Within the last year Comedy Central augmented its digital workspace with two new third-party systems, one for task management system and a sister system for project management. This filled a real need; our workflow tool already let users leave notes and comments about the media, and it retained the chain of conversation around a project or asset. But it just wasn’t enough.
So here we go again — creating two more silos of information and communication. Clearly, this went against my conviction that an integration solution should be our first resort. But, a void was filled… however poorly.
System Number One, for project management, failed – and rather quickly. The system was simply rejected, like an organ transplant gone wrong.
Turns out, users saw it as just one more darn they had to log into to set up all the project information, team members, creative briefs, calendars and notes other useful stuff just make it even minimally viable. An oh, it spawned another slew of emails of mostly irrelevant information that nobody wanted to read. Any potential benefits — and the calendar was the most promising — were vastly overshadowed by the time required to do the inputs. And for end users, finding needed information was also a work-stopping chore — they had to log in and then peck around for that essential bit of information that was hidden in there, somewhere.
After the system’s failure to launch, nothing filled its void. Well, that’s not quite true. We just reverted to team meetings or in a pinch we’d get up from the desk to hunt down someone who might know someone who knew the answer. We still do need a project management tool, though — something as elegant and efficient as an old-school job jacket, but digital. The need has not gone away.
System Number Two, for task management, was another matter. Our tool comes from the software development world, where it used massively. For us its purpose took shape around creating tickets and subtickets, and setting up deadlines. But nobody likes this beast, and it isn’t the beast’s fault: The poor thing was never designed for creative teams, let alone our unique environment, and no amount of skinning could put lipstick on this pig.
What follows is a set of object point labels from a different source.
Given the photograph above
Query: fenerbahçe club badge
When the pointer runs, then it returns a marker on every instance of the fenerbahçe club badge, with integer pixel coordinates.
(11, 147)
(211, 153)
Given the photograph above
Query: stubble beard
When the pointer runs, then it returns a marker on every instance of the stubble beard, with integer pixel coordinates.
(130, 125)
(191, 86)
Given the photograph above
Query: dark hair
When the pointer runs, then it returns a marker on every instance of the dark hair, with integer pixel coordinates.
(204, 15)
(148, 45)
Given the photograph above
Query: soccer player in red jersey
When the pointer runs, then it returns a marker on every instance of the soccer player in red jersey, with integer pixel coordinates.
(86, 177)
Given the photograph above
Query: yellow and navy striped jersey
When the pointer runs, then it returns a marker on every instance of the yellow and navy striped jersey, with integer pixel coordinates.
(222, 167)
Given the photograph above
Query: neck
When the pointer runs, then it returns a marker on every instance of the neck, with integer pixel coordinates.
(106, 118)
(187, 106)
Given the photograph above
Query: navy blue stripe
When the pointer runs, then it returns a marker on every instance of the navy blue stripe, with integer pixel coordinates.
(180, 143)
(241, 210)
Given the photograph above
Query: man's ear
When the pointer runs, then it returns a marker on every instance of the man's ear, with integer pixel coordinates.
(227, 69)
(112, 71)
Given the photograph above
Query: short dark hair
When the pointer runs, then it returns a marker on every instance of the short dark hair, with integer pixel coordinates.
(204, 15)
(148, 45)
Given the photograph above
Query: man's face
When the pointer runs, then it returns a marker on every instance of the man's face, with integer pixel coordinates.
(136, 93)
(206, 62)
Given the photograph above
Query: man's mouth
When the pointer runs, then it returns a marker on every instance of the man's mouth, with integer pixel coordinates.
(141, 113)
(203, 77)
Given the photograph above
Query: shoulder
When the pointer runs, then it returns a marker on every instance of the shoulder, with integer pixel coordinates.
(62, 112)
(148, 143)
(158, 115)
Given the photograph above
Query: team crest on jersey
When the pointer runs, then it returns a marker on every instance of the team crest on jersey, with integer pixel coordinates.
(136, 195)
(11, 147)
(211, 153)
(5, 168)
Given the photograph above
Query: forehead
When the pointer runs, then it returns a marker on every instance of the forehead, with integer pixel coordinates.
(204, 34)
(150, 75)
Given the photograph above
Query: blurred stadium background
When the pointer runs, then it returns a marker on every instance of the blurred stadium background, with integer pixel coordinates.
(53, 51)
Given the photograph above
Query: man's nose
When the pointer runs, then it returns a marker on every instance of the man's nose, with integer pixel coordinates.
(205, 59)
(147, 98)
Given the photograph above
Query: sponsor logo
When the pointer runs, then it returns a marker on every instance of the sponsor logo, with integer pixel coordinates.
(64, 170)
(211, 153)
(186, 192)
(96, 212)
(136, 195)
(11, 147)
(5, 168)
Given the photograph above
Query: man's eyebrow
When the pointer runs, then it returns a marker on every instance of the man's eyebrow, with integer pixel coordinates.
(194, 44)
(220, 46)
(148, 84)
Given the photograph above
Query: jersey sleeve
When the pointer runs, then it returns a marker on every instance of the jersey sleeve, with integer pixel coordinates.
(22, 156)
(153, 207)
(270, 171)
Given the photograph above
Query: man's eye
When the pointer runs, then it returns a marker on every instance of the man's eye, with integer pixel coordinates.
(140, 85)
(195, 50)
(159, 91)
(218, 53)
But, it’s definitely not a fail. At long last we’re having a trackable conversation about the work, all in one place. We love that jobs can be assigned and watched. My favorite thing is being able to check things off as done and see them disappear from the dashboard, before my very eyes. But if you haven’t been added to the team, and if you don’t know what you’re looking for, and (and this includes not being able to effectively search one’s email inbox for an email with a link back to the ticket) it can still be a time-consuming chore to find that needle in the haystack. That’s pure torture for impatient creative types.
The primary shortcoming is that the much-needed trackable conversation ends up trapped in the conversation space. It’s all just talk there, with the conversation occurring in a totally different room of the house from where our digital assets hang out. It’s hard to imagine how it could possibly be more orthogonal to what we need. To be effective, this needs to be flipped on its side. The work is king, and the conversation supports it. Not the other way around. For our team, the work — that movie clip or jpeg destined for a website or social network — is the beginning and end of our output. Everything pays service to the media. (And of course, the media pays service to the business objectives of our network.) Except that, for this system, and just about every alternative I’ve seen, media management is an afterthought.
In the meantime, I take this as a challenge: Be inspired by the parts of the task management system that work, and find a better way to help the team communicate about the work, right where they can see it, integrated in our core platform.
It’s gonna be a lot of work, starting with solid research and user interviews to fully understand our needs… and then designing it will be the next interesting challenge. But we’ll nail it, and the improvement in our users lives will be immediate and dramatic. Guaranteed.
Bottom Line:
Task Management is a problem we have yet to solve. There are some good models out there, but they’re awkward to use, the learning curve is a bit steep for creative users, and they’re simply not optimized for the way we work. Plus, media integration is an afterthought.
I suspect I’ll have more to say about this in the future.